Investing.com - U.S. oil futures fell to the lowest level in more than four months on Thursday, as an unexpected gasoline stock build last week dented the demand outlook.
Crude oil for delivery in September on the New York Mercantile Exchange dropped to an intraday low of $44.84 a barrel, a level not seen since March 20, before trading at $44.91 during European morning hours, down 24 cents, or 0.54%.
A day earlier, Nymex oil fell 59 cents, or 1.29%, to close at $45.15. New York-traded oil tumbled to a more than four-month low of $45.08 on Monday.
Oil's losses on Wednesday came after a rise in supplies of oil products overshadowed a larger-than-expected fall in U.S. crude inventories last week.
Crude oil inventories declined by 4.4 million barrels last week to 455.3 million, according to the U.S. Energy Information Administration. Market analysts' expected a crude-stock fall of 1.5 million.
Supplies at Cushing, Oklahoma, the key delivery point for Nymex crude, decreased by 542,000 barrels last week, compared to forecasts for a decline of 200,000 and following a drop of 212,000 barrels a week earlier.

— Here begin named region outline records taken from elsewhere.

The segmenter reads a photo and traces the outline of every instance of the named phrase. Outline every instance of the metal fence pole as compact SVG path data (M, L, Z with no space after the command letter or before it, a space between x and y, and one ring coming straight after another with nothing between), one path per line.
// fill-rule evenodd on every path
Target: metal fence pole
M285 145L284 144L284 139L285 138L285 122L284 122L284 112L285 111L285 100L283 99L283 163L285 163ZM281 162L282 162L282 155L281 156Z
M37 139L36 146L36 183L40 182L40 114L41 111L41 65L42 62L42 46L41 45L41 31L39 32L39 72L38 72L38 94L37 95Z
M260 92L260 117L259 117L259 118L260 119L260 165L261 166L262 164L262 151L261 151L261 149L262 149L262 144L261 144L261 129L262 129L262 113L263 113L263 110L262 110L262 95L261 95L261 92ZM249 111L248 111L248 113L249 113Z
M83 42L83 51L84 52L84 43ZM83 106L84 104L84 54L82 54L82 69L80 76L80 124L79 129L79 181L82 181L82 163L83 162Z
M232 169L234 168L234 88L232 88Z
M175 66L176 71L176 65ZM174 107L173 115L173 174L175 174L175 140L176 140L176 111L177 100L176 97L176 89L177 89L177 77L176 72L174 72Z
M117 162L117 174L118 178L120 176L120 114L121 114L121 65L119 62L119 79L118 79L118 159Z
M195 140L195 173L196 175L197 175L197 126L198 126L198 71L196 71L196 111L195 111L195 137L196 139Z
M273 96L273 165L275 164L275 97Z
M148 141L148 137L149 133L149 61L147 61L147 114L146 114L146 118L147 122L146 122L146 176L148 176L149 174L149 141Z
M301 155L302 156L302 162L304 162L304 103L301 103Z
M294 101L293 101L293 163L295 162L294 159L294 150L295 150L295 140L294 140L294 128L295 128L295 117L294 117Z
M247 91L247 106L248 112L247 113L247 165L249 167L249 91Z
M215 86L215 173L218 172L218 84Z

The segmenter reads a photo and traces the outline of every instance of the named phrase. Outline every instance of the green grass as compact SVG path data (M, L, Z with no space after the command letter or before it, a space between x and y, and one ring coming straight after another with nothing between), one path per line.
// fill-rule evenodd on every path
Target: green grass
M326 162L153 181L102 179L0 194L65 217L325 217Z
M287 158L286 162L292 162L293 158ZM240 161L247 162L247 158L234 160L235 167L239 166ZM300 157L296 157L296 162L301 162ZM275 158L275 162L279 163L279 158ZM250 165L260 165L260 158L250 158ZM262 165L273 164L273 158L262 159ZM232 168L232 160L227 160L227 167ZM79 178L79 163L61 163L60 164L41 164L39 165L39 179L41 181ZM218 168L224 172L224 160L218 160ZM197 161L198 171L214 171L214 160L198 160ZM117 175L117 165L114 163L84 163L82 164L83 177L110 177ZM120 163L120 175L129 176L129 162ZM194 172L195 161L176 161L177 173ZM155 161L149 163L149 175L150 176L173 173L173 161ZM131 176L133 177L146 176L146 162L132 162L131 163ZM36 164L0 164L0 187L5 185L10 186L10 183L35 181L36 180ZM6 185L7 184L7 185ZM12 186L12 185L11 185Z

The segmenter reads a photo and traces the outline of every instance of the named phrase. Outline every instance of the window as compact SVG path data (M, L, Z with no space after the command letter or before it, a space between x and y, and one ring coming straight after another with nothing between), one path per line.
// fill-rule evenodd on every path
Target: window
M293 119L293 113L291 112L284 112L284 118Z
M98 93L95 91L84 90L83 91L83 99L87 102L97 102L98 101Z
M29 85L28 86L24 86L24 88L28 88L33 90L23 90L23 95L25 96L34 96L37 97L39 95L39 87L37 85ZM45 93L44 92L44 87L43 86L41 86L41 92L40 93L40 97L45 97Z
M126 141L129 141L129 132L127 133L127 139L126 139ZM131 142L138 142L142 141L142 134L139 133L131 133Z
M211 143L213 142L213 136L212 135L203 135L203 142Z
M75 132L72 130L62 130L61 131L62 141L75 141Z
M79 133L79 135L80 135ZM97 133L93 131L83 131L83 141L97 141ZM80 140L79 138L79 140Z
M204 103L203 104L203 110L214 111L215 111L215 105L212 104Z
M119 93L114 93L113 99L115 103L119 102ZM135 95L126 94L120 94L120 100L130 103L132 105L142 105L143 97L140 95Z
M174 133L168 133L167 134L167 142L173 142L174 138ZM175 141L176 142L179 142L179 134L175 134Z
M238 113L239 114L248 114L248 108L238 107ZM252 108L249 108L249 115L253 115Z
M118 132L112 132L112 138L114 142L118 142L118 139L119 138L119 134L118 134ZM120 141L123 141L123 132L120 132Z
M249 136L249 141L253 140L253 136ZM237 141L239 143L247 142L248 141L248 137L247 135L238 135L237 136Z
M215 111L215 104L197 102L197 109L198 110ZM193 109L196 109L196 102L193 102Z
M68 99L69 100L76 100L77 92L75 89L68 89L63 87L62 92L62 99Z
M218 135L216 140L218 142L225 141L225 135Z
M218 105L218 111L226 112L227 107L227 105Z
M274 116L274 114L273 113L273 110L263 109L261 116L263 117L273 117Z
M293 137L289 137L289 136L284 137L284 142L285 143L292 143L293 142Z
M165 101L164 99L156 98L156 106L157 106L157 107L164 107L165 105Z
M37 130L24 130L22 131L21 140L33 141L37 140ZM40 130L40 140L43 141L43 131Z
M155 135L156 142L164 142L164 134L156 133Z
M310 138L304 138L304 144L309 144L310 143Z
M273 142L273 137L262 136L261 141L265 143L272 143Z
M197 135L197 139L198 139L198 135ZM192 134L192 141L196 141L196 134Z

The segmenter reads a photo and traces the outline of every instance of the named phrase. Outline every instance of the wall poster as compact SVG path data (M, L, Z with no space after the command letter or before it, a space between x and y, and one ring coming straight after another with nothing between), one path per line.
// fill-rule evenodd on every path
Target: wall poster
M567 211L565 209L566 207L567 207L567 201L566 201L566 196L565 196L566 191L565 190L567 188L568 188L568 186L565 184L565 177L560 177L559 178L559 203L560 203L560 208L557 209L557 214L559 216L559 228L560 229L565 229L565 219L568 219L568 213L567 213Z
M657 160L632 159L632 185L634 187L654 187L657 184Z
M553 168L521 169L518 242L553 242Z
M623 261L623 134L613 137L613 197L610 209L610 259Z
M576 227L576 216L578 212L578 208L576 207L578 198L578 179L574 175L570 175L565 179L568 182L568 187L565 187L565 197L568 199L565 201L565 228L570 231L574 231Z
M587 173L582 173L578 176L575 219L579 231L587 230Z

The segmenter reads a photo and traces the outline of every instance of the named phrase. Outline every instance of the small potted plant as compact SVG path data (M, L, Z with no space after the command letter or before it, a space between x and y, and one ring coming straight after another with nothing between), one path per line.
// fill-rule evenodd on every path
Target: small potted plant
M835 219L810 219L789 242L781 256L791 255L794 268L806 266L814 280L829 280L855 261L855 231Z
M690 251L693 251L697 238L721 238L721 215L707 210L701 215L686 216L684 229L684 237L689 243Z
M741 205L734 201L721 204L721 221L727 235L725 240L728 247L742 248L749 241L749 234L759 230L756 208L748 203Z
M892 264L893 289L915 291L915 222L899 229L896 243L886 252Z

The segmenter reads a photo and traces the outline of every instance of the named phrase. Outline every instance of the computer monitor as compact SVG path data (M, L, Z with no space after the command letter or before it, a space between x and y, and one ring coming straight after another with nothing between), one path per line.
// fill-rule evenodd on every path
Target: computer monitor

The report also showed that gasoline inventories increased by 0.8 million barrels, while distillate stockpiles rose by 0.7 million barrels.
Energy traders have been paying close attention to gasoline stockpiles in recent weeks as the U.S. driving season entered its peak gasoline demand period.
WTI oil futures dropped $12.22, or 21.24%, in July, the biggest monthly loss since October 2008, as worries over high domestic U.S. oil production weighed.
Industry research group Baker Hughes (NYSE:BHI) said Friday that the number of rigs drilling for oil in the U.S. increased by five last week to 664, the second straight weekly gain.
Elsewhere, on the ICE Futures Exchange in London, Brent oil for September delivery shed 5 cents, or 0.1%, to trade at $49.54 a barrel. On Wednesday, London-traded Brent prices tumbled to $49.02, the lowest since January 27, before ending at $49.59, down 40 cents, or 0.8%.
Brent futures plunged $11.39, or 18.6%, last month as ongoing worries over a global supply glut drove down prices.
Global oil production is outpacing demand following a boom in U.S. shale oil production and after a decision by the Organization of Petroleum Exporting Countries last year not to cut production.
Meanwhile, the spread between the Brent and the WTI crude contracts stood at $4.63 a barrel, compared to $4.44 by close of trade on Wednesday.
Market players looked ahead to Friday's U.S. nonfarm payrolls report amid ongoing speculation the Federal Reserve was on track to raise interest rates in September.
The consensus forecast is that the report will show jobs growth of 223,000 last month. Monthly jobs gains above 200,000 are seen by economists as consistent with strong employment growth.